The damage from incorrect labels is not proportional — it is amplified. A single mislabeled example does not just reduce accuracy by 1/N. It actively teaches the model a wrong pattern that conflicts with correct examples, creating confusion in the learned representations.

How to measure: Have a domain expert (or a second annotator) review a random sample of 50-100 examples. If the disagreement rate is above 5%, you have a labeling quality problem.

Benchmark: In our experience, datasets with >95% label accuracy consistently outperform datasets 3-5x larger with 85% accuracy. The crossover point is roughly: a dataset with 500 examples at 97% accuracy matches a dataset with 2,000 examples at 88% accuracy.

2. Diverse Inputs

Your training examples should cover the range of inputs your model will see in production. A dataset of 1,000 examples that all look similar is functionally equivalent to a dataset of 200 diverse examples — the model learns the same limited set of patterns either way.

Diversity means:

Topic coverage. All relevant categories or input types are represented.
Difficulty spread. Easy, medium, and hard examples are all included.
Stylistic variety. Different phrasings, lengths, levels of formality.
Edge case inclusion. Ambiguous, unusual, or boundary cases appear proportionally.

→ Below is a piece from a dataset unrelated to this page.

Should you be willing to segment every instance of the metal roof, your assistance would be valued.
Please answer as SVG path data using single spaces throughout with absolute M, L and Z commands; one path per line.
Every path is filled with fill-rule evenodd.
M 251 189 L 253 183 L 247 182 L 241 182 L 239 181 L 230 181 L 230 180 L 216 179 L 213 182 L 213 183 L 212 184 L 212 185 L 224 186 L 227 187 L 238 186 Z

How to measure: Embed all inputs using a sentence embedding model (e.g., BGE or E5) and plot the 2D UMAP projection. If you see tight clusters with empty space between them, your diversity is low. You want broad, relatively even coverage.

3. Representative Distribution

The distribution of examples in your training data should match the distribution of inputs in production. If 45% of production inputs are category A, roughly 45% of training examples should be category A.

This sounds obvious, but most synthetic datasets get it wrong. When you ask a frontier model to "generate diverse examples across 5 categories," it tends to produce roughly equal numbers per category — regardless of what the real distribution looks like.

A model trained on balanced data when production data is imbalanced will be overconfident on rare categories and underconfident on common ones.

How to measure: Compare the category distribution of your training data to a sample of production inputs. Use chi-squared or KL divergence to quantify the mismatch.

4. Clean Formatting

Consistent formatting teaches the model the output structure. Inconsistent formatting teaches the model that structure does not matter.

If some training examples use markdown headers and others use plain text, some use numbered lists and others use bullet points, some include trailing whitespace and others do not — the model learns that all of these are acceptable. In production, it will randomly mix formats.

How to measure: Write format validation rules (regex or schema checks) and run them across your entire dataset. Flag any example that deviates from your target format. A well-formatted dataset has fewer than 2% format violations.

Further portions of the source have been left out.